Whether you see travel as becoming a voyeur or visiting someone else’s home, leaving behind a positive, or at least neutral, impression is key.
Economically, this means choosing where you spend your money.
Culturally, this means thinking about how you behave in a way that’s being respectful of a space and people.
Environmentally, this means leaving no litter and cutting pollution down as much as possible.
Questions to ask yourself: What am I posting on social media that can negatively affect a culture’s representation? Am I being excessive? Did I leave any trash anywhere in public? Did I recycle? Did I consider local customs and traditions when moving in a public space? What impact am I leaving behind?
Choosing to travel in a place where you already know someone, or looking to make lasting connections while travelling are two recurring themes in Trippin’s purposeful travel research.
Reach out to friends and acquaintances - or even friends of friends - at your destination ahead of time to ask advice and recommendations, plan a meet-up, and connect.

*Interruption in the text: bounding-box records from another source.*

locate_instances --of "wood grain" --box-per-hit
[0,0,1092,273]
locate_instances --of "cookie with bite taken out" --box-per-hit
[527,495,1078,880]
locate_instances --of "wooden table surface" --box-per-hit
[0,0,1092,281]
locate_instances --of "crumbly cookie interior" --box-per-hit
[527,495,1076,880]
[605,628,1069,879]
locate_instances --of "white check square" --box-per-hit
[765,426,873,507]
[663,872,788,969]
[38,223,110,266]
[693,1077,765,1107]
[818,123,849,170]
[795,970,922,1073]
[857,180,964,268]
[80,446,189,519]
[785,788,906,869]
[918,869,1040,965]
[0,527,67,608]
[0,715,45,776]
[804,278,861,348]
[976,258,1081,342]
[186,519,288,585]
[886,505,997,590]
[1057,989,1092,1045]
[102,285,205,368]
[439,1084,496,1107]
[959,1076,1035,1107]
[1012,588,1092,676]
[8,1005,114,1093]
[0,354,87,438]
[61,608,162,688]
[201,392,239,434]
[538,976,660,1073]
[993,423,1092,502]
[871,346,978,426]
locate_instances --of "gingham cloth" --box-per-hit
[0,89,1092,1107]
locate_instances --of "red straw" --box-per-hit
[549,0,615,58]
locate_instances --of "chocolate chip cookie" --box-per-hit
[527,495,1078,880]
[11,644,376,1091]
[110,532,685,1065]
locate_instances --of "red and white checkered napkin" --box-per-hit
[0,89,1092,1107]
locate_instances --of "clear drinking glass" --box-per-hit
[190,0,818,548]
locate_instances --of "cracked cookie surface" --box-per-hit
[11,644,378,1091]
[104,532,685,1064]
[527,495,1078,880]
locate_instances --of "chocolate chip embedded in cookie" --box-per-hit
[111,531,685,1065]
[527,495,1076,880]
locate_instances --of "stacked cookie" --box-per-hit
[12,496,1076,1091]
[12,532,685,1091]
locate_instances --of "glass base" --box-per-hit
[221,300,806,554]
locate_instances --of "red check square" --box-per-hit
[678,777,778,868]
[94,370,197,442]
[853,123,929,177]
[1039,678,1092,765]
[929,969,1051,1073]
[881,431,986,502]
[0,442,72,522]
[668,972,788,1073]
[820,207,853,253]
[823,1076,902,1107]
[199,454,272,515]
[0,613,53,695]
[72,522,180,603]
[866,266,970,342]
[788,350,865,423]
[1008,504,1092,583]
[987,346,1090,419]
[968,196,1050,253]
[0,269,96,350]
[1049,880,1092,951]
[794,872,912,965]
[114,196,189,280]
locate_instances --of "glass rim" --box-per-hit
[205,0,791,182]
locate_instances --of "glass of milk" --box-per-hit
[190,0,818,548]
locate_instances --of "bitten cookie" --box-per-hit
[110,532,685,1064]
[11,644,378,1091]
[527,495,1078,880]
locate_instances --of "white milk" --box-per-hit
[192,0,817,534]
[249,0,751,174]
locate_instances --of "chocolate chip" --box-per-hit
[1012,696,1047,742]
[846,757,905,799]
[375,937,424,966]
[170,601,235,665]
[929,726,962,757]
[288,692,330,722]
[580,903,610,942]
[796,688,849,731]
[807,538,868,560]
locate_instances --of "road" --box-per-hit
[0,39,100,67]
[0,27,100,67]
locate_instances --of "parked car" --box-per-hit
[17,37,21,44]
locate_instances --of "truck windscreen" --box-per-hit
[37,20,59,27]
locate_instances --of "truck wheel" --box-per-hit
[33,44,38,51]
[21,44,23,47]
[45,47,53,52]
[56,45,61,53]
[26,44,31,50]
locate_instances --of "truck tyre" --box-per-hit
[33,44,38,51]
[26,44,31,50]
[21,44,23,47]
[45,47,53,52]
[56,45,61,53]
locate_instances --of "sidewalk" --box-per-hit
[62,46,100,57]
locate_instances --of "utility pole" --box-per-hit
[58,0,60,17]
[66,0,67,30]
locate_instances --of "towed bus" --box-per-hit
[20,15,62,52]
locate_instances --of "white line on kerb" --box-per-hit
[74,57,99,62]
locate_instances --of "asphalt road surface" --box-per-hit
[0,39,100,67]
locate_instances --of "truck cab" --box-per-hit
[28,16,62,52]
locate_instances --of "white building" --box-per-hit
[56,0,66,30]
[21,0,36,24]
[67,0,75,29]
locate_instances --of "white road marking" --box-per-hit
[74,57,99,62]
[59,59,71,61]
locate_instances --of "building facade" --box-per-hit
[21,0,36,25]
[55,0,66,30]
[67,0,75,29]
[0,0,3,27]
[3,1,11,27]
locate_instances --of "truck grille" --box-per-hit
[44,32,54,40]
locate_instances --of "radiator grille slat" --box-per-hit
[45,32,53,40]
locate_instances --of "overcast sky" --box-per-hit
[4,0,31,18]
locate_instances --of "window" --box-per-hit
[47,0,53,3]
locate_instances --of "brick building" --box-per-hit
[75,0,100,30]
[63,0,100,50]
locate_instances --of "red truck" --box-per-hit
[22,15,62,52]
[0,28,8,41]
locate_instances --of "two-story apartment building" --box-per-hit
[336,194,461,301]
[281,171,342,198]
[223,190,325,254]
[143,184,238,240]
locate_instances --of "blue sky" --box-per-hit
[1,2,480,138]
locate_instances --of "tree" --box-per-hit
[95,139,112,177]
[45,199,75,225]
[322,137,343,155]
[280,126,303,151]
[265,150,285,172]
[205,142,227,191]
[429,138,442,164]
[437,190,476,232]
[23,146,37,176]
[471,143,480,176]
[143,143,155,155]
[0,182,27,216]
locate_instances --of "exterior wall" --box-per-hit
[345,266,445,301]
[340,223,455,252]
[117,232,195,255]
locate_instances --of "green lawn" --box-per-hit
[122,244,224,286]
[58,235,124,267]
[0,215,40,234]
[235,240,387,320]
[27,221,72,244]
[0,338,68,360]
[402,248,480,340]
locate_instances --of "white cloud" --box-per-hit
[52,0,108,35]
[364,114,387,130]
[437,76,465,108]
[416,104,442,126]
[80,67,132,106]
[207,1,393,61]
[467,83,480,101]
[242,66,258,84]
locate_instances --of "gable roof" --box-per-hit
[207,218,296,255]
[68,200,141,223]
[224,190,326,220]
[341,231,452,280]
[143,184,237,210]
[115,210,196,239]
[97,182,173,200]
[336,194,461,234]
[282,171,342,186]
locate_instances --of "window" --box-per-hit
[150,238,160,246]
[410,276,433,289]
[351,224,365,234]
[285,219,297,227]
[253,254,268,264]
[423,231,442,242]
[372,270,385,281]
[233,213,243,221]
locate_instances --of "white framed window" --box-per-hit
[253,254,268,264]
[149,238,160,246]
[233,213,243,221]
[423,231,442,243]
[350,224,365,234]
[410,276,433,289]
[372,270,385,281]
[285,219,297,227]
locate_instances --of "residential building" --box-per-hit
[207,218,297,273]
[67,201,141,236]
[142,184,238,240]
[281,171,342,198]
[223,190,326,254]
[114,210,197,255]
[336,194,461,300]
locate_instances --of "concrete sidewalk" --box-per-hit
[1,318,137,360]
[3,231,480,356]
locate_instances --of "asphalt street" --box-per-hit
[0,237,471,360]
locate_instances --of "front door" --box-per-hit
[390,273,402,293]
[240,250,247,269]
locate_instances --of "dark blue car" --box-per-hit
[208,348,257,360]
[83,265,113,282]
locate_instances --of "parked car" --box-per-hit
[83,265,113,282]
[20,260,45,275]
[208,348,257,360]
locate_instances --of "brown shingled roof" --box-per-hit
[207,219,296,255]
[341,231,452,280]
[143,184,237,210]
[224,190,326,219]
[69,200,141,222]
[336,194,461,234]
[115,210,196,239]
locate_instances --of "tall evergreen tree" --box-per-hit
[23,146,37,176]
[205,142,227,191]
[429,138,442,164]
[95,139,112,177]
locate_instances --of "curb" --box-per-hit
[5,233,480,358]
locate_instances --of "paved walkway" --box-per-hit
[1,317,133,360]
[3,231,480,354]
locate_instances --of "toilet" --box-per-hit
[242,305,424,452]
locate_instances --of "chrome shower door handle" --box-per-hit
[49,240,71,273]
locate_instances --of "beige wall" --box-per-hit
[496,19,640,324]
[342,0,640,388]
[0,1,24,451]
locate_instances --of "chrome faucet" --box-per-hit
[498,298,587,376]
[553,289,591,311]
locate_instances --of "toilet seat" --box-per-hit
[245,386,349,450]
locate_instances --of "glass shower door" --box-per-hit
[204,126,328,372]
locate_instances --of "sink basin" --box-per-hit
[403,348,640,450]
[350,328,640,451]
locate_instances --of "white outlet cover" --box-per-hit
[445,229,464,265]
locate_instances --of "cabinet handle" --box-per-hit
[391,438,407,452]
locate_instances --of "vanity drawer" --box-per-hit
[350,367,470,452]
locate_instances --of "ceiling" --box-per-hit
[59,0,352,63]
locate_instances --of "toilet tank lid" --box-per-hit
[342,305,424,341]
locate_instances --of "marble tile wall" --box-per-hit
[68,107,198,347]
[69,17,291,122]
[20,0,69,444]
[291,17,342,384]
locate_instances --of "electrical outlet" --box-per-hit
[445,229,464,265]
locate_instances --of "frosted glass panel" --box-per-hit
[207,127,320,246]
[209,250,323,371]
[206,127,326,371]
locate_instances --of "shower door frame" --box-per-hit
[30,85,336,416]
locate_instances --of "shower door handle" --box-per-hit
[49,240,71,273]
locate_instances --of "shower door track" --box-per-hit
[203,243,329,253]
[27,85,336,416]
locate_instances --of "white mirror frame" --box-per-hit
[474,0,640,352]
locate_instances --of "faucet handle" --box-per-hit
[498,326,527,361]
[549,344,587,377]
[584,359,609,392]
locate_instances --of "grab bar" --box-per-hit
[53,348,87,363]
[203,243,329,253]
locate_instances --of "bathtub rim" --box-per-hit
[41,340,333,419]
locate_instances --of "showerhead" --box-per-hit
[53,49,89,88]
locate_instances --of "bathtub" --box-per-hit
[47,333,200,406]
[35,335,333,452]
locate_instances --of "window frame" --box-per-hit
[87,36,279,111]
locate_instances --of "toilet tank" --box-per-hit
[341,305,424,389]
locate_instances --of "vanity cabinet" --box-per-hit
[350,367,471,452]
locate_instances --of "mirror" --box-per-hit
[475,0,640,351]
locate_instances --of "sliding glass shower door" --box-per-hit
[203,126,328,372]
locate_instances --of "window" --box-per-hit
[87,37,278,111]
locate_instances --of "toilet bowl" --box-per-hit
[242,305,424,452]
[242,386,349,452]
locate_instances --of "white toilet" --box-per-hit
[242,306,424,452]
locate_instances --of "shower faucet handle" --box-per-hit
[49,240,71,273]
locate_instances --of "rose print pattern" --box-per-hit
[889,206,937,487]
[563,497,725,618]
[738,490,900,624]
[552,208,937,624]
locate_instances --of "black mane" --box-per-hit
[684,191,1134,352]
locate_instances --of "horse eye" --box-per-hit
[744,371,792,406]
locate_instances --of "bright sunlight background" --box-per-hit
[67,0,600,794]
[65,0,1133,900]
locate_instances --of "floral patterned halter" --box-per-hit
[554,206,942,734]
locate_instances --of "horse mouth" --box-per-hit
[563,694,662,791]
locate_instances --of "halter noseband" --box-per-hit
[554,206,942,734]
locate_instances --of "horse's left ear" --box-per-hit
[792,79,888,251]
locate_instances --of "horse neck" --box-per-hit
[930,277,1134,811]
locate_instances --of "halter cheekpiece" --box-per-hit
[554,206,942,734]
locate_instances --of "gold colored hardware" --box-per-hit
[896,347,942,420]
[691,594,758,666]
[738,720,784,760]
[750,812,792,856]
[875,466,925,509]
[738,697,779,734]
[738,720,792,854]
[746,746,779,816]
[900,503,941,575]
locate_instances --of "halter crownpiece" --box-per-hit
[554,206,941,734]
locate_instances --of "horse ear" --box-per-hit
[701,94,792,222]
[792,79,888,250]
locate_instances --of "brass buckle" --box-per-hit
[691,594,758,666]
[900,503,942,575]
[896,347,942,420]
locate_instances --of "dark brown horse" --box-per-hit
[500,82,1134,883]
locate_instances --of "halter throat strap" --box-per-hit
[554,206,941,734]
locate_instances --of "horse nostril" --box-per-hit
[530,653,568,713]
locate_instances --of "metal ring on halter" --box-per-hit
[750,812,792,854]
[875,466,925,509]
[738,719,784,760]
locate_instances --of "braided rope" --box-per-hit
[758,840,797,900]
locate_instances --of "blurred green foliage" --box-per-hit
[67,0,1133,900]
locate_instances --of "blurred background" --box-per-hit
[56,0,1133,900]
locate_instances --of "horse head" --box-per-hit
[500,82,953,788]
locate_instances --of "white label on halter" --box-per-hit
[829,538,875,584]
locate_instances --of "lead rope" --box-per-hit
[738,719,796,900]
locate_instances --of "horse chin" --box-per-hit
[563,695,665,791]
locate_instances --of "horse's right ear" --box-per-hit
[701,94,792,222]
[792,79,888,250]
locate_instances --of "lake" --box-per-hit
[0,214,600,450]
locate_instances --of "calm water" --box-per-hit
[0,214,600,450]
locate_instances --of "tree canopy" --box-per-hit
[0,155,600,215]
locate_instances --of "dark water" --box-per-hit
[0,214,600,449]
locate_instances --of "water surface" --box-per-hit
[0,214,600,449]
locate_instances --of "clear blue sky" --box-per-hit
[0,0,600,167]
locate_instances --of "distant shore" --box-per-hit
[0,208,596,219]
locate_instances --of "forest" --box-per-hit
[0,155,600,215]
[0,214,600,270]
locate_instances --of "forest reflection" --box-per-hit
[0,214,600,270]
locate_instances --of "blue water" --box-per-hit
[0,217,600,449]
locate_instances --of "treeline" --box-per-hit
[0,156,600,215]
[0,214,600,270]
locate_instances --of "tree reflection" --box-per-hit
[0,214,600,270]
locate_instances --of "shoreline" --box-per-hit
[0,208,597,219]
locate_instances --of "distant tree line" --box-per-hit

This is also a great way to have a local friendly face in case of emergency.
By focusing on your interactions with individuals of a community, you’ll automatically create meaningful and lasting ties to a place.
Questions to ask yourself: Do I know anyone at my destination? Who can I ask for local contacts? How many conversations did I have with locals? Did I make any new friends or relationships? What did I learn about their lives? Did I see this new place through their eyes?
Staying longer in a place has numerous benefits — more time to enjoy and explore, and less travel means less environmental impact.
While not everyone has the option of taking a lot of time off work or paying for a month’s worth of hotels, staying in a place for longer allows you to naturally build ties to the local community, and pushes you off the tourist path. Working remotely has become the norm, and this will likely carry on far after Covid-19 — taking your work abroad is a great way to travel for longer while still earning money.
Questions to ask yourself: How much time can I take off? Can I work remotely while travelling? Are longer-term rentals more affordable than short-term accommodation?